Executive Vice President for a Europe fit for the digital age, Margrethe Vestager.

The European Commission seeks to strengthen its powers in order to intervene on medical templates member countries if a new health emergency arises. This is one of the keys that Brussels has included in the Single Market Emergency Tool (SMEI, for its acronym in English), with which it intends to bypass the current regulations on the commercialization of the community block to give a coordinated response to new threats. The project still needs to go through the European Parliament and get the approval of all parties.

Community executive sources are advanced Medical writing that this new tool will cover both “medical services such as health care providers”, which they exercise in the European Union. This inclusion would allow Brussels to act against “medical staff both at their own expense and at the expense of others” if the emergency protocol is activated.

What the European Commission has ruled out is interference in drugs, devices or medical countermeasuresas its regulation is already included in some regulations approved as a result of the pandemic of Covid-19, such as the Serious Border Threats to Health Regulation or the EU Health Security Framework. “The Single Market Contingency Instrument must not duplicate an existing framework“, said the same sources.

The new regulation envisages emergency intervention to ensure the supply of certain dual-use products that can be used by both citizens and health personnel, but which do not currently appear as “goods relevant to crisis situations of security’. “. This is the case of Personal protective equipment (EPI), which were already being filmed during the first beats of the coronavirus pandemic times of shortage in hospitals.


How does the EU Emergency Instrument work?

Brussels created the Single Market Contingency Instrument as a key mechanism to ensure availability of basic goods and services in future emergencies, after the economic crisis caused by Covid-19 has put pressure on some specific sectors, such as health, semiconductors or food.

The new tool establishes three different levels of emergency action. The first corresponds to a contingency plan that will allow the creation of a coordination and communication network between member states to increase preparedness for a new threat and monitor its development.

The second step is the observation mode, which will focus on supply chain tracking of goods or services deemed to be of “strategic importance”. If it gets to that point, Brussels will be able to ask the governments that make up the European Union to create strategic reserves for affected sectors.

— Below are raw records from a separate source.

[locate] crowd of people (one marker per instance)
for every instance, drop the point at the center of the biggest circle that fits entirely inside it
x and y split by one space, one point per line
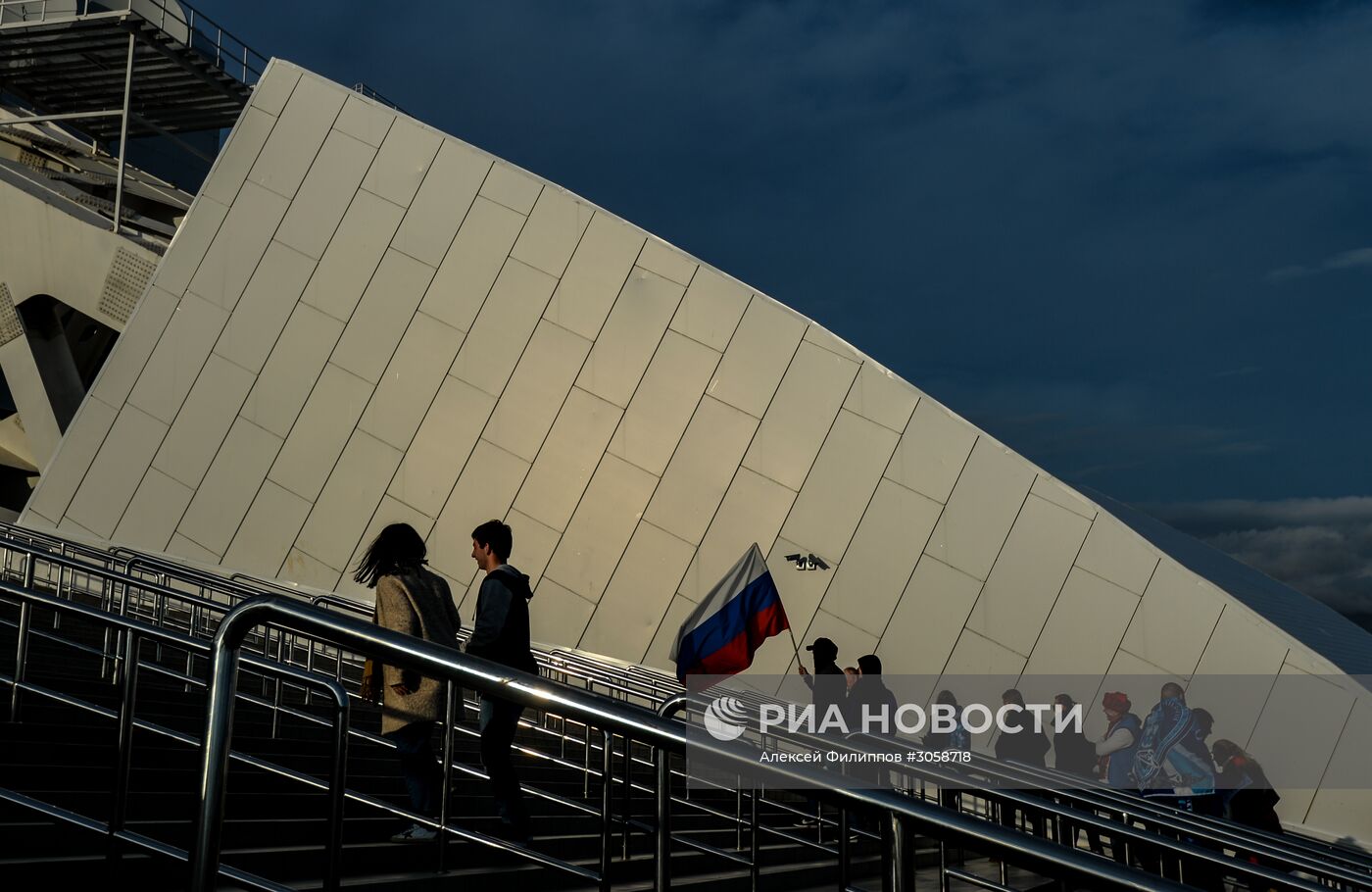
1165 755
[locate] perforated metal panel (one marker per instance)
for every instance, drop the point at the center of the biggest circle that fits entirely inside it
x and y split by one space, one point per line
125 283
10 326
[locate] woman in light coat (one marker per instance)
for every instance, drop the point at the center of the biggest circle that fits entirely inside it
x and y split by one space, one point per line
416 601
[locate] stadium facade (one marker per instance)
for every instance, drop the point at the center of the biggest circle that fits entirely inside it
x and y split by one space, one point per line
363 320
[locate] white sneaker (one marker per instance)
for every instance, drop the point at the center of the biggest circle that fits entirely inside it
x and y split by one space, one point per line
415 834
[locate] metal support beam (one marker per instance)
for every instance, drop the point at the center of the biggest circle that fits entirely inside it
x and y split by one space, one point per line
123 134
71 116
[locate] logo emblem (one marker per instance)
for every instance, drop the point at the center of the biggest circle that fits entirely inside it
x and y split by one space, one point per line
726 718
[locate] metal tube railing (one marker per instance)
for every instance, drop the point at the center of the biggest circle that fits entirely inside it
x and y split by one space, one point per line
1218 832
490 679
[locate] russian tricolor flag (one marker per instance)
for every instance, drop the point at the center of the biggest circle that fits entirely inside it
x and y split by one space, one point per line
727 627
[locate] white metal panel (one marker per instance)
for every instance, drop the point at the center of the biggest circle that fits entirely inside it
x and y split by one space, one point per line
239 154
321 431
555 226
154 512
1176 617
387 512
290 373
512 187
136 343
504 325
353 256
981 510
411 380
237 246
1296 736
184 548
710 309
659 652
442 202
594 276
268 531
840 486
802 415
325 194
404 160
177 359
1062 496
601 527
534 545
308 571
274 88
933 452
1084 628
1028 573
877 394
223 497
630 336
472 263
203 422
77 452
1117 553
667 261
702 469
882 556
568 459
928 620
664 401
116 472
758 356
1344 806
1241 645
442 445
192 240
372 335
752 511
537 390
270 295
484 490
558 617
298 134
631 608
366 120
352 494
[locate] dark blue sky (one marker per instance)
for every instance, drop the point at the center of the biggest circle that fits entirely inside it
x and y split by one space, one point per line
1132 240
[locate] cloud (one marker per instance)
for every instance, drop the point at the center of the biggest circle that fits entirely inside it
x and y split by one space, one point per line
1321 546
1357 258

The final step is the emergency level, which would allow the European Commission to impose interventionist measures such as removing market restrictions, redirecting production plants or speeding up the issuance of permits. Brussels will be able to recommend to member states to allocate their reserves or speed up the hiring of public servants. In exceptional circumstances, you can also ask the companies give “priority” to certain goods or services. In case they refuse, they must justify the refusal to avoid a a fine of up to 200,000 euros.

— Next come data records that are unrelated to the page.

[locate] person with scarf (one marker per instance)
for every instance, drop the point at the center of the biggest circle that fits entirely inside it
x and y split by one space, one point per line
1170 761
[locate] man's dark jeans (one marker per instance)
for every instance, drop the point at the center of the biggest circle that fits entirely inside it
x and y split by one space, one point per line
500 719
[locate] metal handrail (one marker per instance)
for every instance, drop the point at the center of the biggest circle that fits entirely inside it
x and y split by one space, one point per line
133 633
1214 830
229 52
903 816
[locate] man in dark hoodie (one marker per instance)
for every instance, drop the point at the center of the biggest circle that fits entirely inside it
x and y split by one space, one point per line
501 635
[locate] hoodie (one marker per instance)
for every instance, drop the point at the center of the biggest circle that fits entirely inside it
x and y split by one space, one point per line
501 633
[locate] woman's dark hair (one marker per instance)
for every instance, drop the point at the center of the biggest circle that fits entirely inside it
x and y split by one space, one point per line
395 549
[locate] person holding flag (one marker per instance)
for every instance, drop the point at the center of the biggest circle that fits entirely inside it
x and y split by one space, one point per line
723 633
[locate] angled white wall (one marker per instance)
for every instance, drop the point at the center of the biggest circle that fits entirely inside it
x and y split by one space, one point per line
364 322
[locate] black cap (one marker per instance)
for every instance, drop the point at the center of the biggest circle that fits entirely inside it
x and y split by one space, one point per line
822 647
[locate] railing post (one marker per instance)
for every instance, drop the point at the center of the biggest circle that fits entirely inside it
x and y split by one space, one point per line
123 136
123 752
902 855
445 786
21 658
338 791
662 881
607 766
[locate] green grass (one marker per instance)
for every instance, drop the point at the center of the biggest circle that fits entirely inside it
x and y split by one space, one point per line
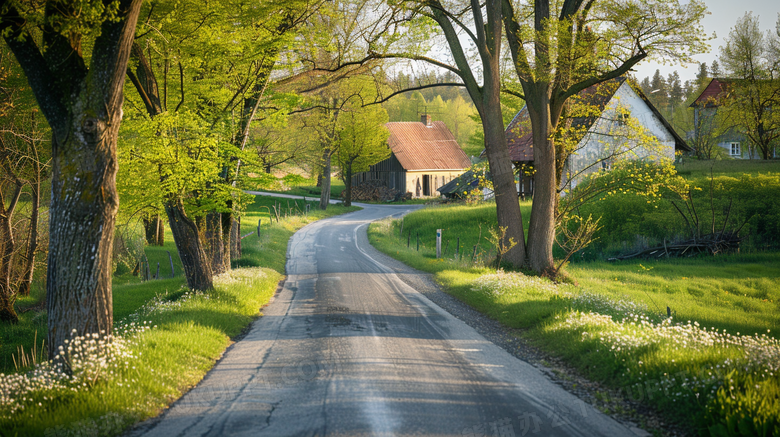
191 330
692 168
736 293
309 189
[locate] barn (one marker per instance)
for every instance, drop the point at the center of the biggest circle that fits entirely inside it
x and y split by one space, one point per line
424 156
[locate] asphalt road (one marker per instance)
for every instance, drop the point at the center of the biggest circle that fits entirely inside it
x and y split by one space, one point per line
348 349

“We need new tools that allow us to react quickly and collectively. So every time we face a new crisis, we will be able to ensure that our single market remains open and that vital assets continue to be available to protect European citizens,” said the Executive Vice President for a Europe fit for the digital age, Margrethe Vestager.

Although it may contain statements, data or notes from health institutions or professionals, the information contained in Medical Writing is edited and prepared by journalists. We recommend that the reader consult a health professional for all health-related questions.